The Serving Overseer (SO) of the Latter Rain Assembly, Pastor Tunde Bakare, has described Nigeria as a sick nation over the brazen assault the girl-child continues to go through in the country.
He stated this in Abuja, on Saturday, while delivering his keynote address at the 2nd Annual Chibok Girls lecture organised by the Bring Back Our Girls group in commemoration of the fourth anniversary of the abduction of about 276 schoolgirls from the Government Secondary School, Chibok, Borno State, on April 14, 2014.
He spoke on the theme, “Towards a just and good society: Renewing our commitment to the girl child in Nigeria’.
Bakare, who was Buhari’s running mate during the 2011 presidential election, also spoke on the Boko Haram onslaught on girl-child in Northeast Nigeria,
According to him, “From the recent events at Government Girls Science Technical College, Dapchi, it is obvious that the dark chapter that was opened four years ago today is still open. While I rejoice with the students who were returned and their families, even as I remember and extend my heartfelt condolences to the families of the girls who lost their lives, permit me to use this occasion to demand that Leah Sharibu, who is still being held by the terrorists, be brought back home alive and unhurt, not just because her parents and the Nigerian people of all creeds cannot wait to see her back, but also because of what she now represents for the Nigerian nation.
“Leah Sharibu has become the symbol of the validity of the Nigerian constitution, Section 38 of which guarantees religious freedom; therefore, her safe return is synonymous with the constitutional stability and sanctity of the Nigerian state. The Nigerian government must do all that is necessary to bring her back alive. Our hearts go out to her parents and our prayers go out to her wherever she is at the moment and we affirm, in the spirit of hope that, very soon, we will see her safely returned to us.
“The fact that the Dapchi episode happened four years after the Chibok incident and one year to elections, just as it was in the Chibok case, is evidence of an alarming national malady. There is something wrong when a nation is twice bitten, yet never shy with respect to the safety and security of its girl child. There is something undeniably wrong when the girl child repeatedly becomes the bargaining instrument in negotiation deals between the government and terrorists. There is something absolutely wrong when the girl child becomes a pawn in a political chess game in which the major political parties seek to score political points.
“One of the key indicators of stability or the lack thereof in a nation is the state of its girl child because she is often the most vulnerable in a destabilised polity. The problematic issues encountered by the girl child in any society are symptoms of an underlying malady which must be diagnosed. In essence, the brazen assault on the girl child in the Nigerian state is a clear indication that our nation is sick.”
According to Bakare, the fact that Boko Haram had continued to target females, especially schoolgirls, was a reflection of how women were being treated in the larger society.
The chairperson of the event, Mrs. Najartu Mohammed had earlier urged government to do all in its power to ensure the protection of the girl child.
The fiery cleric regretted that President Muhammadu Buhari could reduce the African woman to just the kitchen and the bedroom.
He was referring to Buhari’s comment sometime ago in Germany, that his wife, Aisha Buhari, belonged to the “kitchen, the living room and the other room.”
He said, “There are structural causal factors, institutional causal factors, constitutional causal factors and leadership causal factors because whatever makes a man to look at his wife and say she is only good for the kitchen, the living room and the other room shows you what goes on in the mind of a leader.
“Our President was standing next to the most powerful woman in the world and reduced the African woman to just the kitchen and the bedroom. I stand here to say that women are not objects to be used but persons to be respected.
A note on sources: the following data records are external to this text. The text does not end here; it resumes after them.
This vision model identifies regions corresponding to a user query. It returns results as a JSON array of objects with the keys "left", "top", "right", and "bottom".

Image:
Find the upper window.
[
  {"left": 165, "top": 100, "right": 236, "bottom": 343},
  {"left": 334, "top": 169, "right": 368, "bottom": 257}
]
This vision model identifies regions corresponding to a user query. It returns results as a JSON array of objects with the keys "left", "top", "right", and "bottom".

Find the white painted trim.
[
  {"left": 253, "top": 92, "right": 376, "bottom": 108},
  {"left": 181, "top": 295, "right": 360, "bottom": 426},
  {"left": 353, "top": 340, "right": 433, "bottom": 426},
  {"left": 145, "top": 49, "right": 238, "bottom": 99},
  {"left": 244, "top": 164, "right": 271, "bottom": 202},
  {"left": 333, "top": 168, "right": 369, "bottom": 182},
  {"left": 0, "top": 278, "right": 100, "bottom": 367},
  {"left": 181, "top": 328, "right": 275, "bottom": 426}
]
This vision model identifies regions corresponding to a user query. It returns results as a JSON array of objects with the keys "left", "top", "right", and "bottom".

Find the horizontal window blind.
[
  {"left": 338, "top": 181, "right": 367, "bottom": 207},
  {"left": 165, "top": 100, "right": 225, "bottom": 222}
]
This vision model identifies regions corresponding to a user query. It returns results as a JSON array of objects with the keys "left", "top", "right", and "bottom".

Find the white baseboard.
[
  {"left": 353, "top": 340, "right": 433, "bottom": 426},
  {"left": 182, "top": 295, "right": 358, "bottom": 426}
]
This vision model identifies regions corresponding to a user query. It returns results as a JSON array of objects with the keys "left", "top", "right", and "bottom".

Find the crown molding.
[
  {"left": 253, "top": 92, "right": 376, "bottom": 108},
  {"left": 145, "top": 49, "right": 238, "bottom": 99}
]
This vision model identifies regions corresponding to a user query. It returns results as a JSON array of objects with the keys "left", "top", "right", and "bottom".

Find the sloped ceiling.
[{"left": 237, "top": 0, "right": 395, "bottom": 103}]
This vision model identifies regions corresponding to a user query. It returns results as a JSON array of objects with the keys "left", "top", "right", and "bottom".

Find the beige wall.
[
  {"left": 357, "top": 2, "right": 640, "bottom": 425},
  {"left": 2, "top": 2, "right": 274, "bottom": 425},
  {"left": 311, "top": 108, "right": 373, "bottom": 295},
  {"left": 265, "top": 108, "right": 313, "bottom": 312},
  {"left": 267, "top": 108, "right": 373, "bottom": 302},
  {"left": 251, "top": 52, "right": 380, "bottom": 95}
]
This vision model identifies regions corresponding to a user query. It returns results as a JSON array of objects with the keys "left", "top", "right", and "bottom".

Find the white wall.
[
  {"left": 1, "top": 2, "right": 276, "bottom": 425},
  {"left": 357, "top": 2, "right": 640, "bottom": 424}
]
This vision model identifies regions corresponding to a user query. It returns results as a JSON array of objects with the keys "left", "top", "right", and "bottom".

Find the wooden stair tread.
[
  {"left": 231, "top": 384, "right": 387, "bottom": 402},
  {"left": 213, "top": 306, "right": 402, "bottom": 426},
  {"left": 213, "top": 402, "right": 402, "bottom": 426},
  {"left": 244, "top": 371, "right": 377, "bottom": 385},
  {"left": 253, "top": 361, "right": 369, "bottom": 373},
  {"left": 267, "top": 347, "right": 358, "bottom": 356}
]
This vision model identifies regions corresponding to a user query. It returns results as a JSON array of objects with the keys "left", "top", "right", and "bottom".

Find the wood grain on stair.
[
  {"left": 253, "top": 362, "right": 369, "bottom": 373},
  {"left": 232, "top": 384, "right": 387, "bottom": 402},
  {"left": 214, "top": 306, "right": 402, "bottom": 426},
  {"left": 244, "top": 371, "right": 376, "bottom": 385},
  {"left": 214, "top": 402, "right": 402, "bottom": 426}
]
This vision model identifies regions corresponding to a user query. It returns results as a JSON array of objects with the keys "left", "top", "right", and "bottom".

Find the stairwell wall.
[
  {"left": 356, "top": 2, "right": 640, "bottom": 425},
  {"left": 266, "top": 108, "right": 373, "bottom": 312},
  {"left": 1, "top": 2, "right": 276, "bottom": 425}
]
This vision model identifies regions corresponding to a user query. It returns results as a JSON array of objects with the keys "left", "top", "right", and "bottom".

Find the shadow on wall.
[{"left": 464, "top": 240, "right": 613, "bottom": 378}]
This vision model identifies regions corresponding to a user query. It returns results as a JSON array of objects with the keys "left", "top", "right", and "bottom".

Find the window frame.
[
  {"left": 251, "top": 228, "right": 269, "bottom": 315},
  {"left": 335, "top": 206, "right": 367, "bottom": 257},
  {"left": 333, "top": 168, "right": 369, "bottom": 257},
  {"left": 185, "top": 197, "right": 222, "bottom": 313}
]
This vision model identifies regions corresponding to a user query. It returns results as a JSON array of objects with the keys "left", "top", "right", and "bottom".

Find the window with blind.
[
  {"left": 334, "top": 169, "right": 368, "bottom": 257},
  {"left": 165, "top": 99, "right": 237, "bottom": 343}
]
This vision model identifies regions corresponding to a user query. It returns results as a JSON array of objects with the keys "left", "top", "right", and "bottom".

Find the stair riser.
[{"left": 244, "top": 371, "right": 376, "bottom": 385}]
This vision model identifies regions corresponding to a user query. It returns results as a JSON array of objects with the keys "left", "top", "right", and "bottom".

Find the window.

“If that was meant to be a joke by the President, then, that is just an expensive joke that is uncalled for on an international scene. It was unnecessary and even an embarrassment to even the mothers that bore us and the daughters that we are raising.
“Their place is not just in the bedroom or kitchen; their place is also in the parliament and one day, who knows, the day will come that even the Villa will be occupied by a woman in this country.”